Heteroskedastic Likelihood and Multi-Latent GP#

Standard (Homoskedastic) Regression#

In standard GP regression, the GP latent function is used to learn the location parameter of a likelihood distribution (usually a Gaussian) as a function of the input \(x\), whereas the scale parameter is considered constant.

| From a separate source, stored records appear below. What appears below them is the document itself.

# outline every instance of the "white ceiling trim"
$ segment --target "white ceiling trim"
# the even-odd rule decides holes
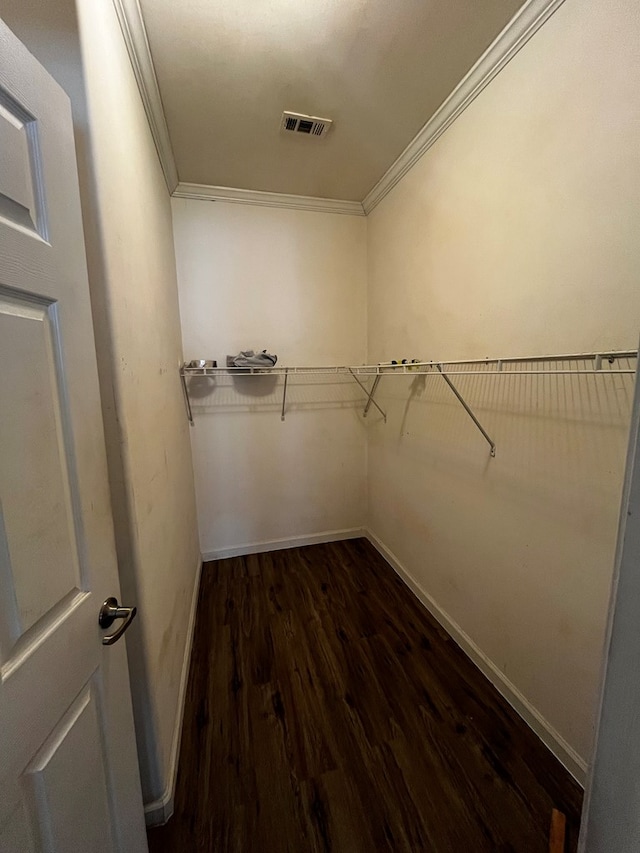
[[[284,207],[294,210],[314,210],[318,213],[345,213],[349,216],[364,216],[359,201],[334,198],[315,198],[308,195],[241,190],[235,187],[211,187],[207,184],[179,183],[173,192],[174,198],[195,198],[200,201],[229,201],[236,204],[254,204],[259,207]]]
[[[113,0],[113,5],[118,15],[164,178],[169,193],[172,193],[178,184],[178,170],[140,4],[138,0]]]
[[[360,203],[234,187],[179,183],[139,2],[138,0],[113,0],[160,164],[172,195],[176,198],[227,201],[263,207],[343,213],[352,216],[367,215],[382,201],[563,3],[564,0],[528,0]]]
[[[362,202],[366,214],[369,214],[409,169],[415,166],[425,151],[442,136],[563,2],[564,0],[529,0],[522,6],[442,106],[367,193]]]

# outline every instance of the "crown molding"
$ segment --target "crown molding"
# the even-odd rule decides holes
[[[158,79],[153,67],[149,39],[142,18],[142,10],[138,0],[113,0],[113,5],[120,22],[164,178],[169,193],[172,193],[178,184],[178,171],[162,106],[162,98],[160,97]]]
[[[425,151],[431,148],[563,3],[564,0],[528,0],[522,6],[422,130],[418,131],[398,159],[365,196],[362,202],[365,214],[369,214],[409,169],[415,166]]]
[[[179,183],[139,2],[138,0],[113,0],[167,187],[174,197],[342,213],[351,216],[367,215],[382,201],[563,3],[564,0],[527,0],[360,203],[234,187]]]
[[[348,216],[365,215],[364,208],[359,201],[270,193],[261,190],[242,190],[235,187],[211,187],[207,184],[179,183],[173,192],[173,197],[194,198],[200,201],[228,201],[235,204],[253,204],[258,207],[314,210],[318,213],[344,213]]]

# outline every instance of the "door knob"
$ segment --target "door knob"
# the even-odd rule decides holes
[[[129,625],[133,622],[136,613],[137,610],[135,607],[120,607],[117,598],[114,598],[113,596],[107,598],[100,608],[100,613],[98,614],[98,625],[105,629],[110,628],[116,619],[124,619],[124,622],[120,625],[117,631],[113,632],[113,634],[105,634],[102,638],[102,645],[111,646],[116,642],[116,640],[119,640]]]

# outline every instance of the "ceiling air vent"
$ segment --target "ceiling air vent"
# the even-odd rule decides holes
[[[319,138],[326,136],[332,124],[333,119],[330,118],[306,116],[303,113],[290,113],[289,111],[282,113],[281,127],[287,133],[302,133],[306,136]]]

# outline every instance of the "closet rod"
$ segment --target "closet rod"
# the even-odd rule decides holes
[[[215,376],[284,376],[284,389],[282,397],[282,409],[280,418],[284,421],[287,389],[290,375],[297,376],[322,376],[322,375],[345,375],[354,379],[362,391],[367,396],[367,402],[363,412],[366,417],[371,406],[375,406],[380,412],[385,422],[387,420],[386,413],[380,408],[375,400],[375,393],[378,389],[378,384],[382,376],[391,375],[413,375],[413,376],[442,376],[451,391],[455,394],[460,404],[464,407],[469,417],[473,420],[476,427],[482,433],[484,439],[491,448],[491,455],[495,456],[495,442],[488,435],[484,427],[481,425],[469,404],[464,400],[460,391],[455,387],[450,377],[452,376],[609,376],[613,375],[633,375],[636,371],[632,368],[620,367],[604,367],[603,363],[608,362],[610,365],[615,364],[620,359],[637,358],[637,350],[609,350],[600,352],[580,352],[580,353],[563,353],[562,355],[537,355],[537,356],[508,356],[505,358],[477,358],[477,359],[461,359],[457,361],[419,361],[410,364],[357,364],[352,366],[309,366],[309,367],[191,367],[186,363],[180,368],[180,380],[182,390],[185,397],[185,405],[189,423],[193,425],[193,414],[191,411],[191,401],[189,399],[189,388],[187,378],[195,377],[215,377]],[[535,368],[535,369],[504,369],[505,365],[527,364],[527,363],[543,363],[543,362],[592,362],[593,366],[583,368],[565,368],[560,367],[553,369],[550,367]],[[478,367],[485,369],[477,369]],[[470,369],[475,368],[475,369]],[[486,369],[489,368],[489,369]],[[359,376],[372,376],[373,382],[371,390],[368,390]]]
[[[446,367],[444,362],[434,362],[431,367]],[[411,373],[411,371],[406,371]],[[416,370],[418,376],[437,376],[433,370]],[[630,376],[635,370],[447,370],[447,376]],[[382,375],[382,374],[381,374]],[[404,374],[402,374],[404,375]]]
[[[463,358],[457,361],[439,361],[439,364],[504,364],[522,361],[598,361],[598,359],[636,358],[638,350],[599,350],[598,352],[578,352],[564,355],[517,355],[508,358]],[[423,362],[430,364],[431,362]],[[435,362],[433,362],[435,364]]]
[[[607,375],[635,373],[632,368],[605,368],[602,363],[608,361],[614,363],[619,359],[637,358],[637,350],[617,350],[609,352],[590,353],[568,353],[563,355],[540,355],[540,356],[515,356],[505,358],[478,358],[462,359],[458,361],[419,361],[412,364],[355,364],[351,366],[305,366],[305,367],[188,367],[186,364],[180,369],[181,376],[322,376],[322,375],[360,375],[360,376],[383,376],[392,374],[422,374],[428,375],[434,372],[438,365],[445,369],[449,376],[546,376],[546,375]],[[540,368],[535,370],[505,370],[504,365],[560,362],[560,361],[592,361],[594,367],[589,368]],[[467,366],[482,365],[494,367],[494,370],[470,370],[463,369]],[[454,370],[449,368],[453,367]],[[437,373],[435,373],[437,375]]]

This is a homoskedastic model, which is unable to capture variations of the noise distribution with the input \(x\).

Heteroskedastic Regression#

This notebooks shows how to construct a model which uses multiple (here two) GP latent functions to learn both the location and the scale of the Gaussian likelihood distribution. It does so by connecting a Multi-Output Kernel, which generates multiple GP latent functions, to a Heteroskedastic Likelihood, which maps the latent GPs into a single likelihood.

The generative model is described as:

\[f_1(x) \sim \mathcal{GP}(0, k_1(\cdot, \cdot))\]

\[f_2(x) \sim \mathcal{GP}(0, k_2(\cdot, \cdot))\]

\[\text{loc}(x) = f_1(x)\]

\[\text{scale}(x) = \text{transform}(f_2(x))\]

\[y_i|f_1, f_2, x_i \sim \mathcal{N}(\text{loc}(x_i),\;\text{scale}(x_i)^2)\]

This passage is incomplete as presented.